ISCA 2010 (International Symposium on Computer Architecture) |

Published by Association for Computing Machinery, Inc.

As leakage and other charge storage limitations begin to impair the scalability of DRAM, non-volatile resistive memories are being developed as a potential replacement. Unfortunately, current error-correction techniques are poorly suited to this emerging class of memory technologies. Unlike DRAM, PCM and other resistive memories have wear lifetimes, measured in writes, that are sufficiently short to make cell failures common during a system’s lifetime. However, resistive memories are much less susceptible to transient faults than DRAM. The Hamming-based ECC codes used in DRAM are designed to handle transient faults with no effective lifetime limits, but ECC codes applied to resistive memories would wear out faster than the cells they are designed to repair.
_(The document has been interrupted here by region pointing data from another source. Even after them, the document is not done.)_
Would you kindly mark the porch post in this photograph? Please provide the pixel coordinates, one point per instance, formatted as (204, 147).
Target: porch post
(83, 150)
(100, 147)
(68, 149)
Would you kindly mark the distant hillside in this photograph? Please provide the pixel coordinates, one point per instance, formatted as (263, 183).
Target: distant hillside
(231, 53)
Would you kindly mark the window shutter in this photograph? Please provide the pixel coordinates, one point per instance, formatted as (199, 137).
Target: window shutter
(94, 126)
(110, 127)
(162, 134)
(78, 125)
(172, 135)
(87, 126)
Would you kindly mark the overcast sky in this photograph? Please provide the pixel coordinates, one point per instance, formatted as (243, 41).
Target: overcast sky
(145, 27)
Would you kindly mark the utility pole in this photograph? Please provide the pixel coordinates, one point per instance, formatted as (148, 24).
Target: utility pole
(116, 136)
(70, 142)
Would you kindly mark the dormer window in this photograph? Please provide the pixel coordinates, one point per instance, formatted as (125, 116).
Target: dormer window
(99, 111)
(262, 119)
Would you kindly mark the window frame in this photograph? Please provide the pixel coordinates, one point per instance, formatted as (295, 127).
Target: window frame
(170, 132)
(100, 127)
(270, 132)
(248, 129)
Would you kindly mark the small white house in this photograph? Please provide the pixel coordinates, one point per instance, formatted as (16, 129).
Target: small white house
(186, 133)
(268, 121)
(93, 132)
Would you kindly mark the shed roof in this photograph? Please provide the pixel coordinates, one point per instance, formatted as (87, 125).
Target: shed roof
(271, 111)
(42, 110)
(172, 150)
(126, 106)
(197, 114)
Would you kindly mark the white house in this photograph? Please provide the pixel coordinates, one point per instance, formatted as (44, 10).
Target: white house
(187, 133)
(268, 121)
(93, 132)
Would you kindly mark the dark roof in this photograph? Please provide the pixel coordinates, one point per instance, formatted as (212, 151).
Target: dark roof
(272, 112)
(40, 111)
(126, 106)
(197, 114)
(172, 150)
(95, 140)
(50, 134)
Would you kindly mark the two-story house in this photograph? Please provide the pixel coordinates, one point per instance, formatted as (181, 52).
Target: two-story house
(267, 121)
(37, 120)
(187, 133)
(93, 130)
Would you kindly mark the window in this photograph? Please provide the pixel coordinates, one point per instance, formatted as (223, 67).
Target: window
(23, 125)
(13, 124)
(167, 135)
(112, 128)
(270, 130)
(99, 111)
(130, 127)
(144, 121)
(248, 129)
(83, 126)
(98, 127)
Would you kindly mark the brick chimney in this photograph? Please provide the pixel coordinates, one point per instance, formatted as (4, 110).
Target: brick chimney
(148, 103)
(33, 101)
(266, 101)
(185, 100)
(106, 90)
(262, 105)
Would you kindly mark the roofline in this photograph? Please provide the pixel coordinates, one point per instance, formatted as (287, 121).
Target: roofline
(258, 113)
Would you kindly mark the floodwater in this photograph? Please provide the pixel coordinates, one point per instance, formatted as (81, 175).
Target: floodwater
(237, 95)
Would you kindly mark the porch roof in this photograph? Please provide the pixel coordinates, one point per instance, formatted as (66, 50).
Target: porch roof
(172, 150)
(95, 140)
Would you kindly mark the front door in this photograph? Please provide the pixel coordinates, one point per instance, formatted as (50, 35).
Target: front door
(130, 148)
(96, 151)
This paper proposes Error-Correcting Pointers (ECP), a new approach to error correction optimized for memories in which errors are the result of permanent cell failures that occur, and are immediately detectable, at write time. ECP corrects errors by permanently encoding the locations of failed cells into a table and assigning cells to replace them. ECP provides longer lifetimes than previously proposed solutions with equivalent overhead. Furthermore, as the variance in cell lifetimes increases – a likely consequence of further process scaling – ECP’s margin of improvement over existing schemes also increases.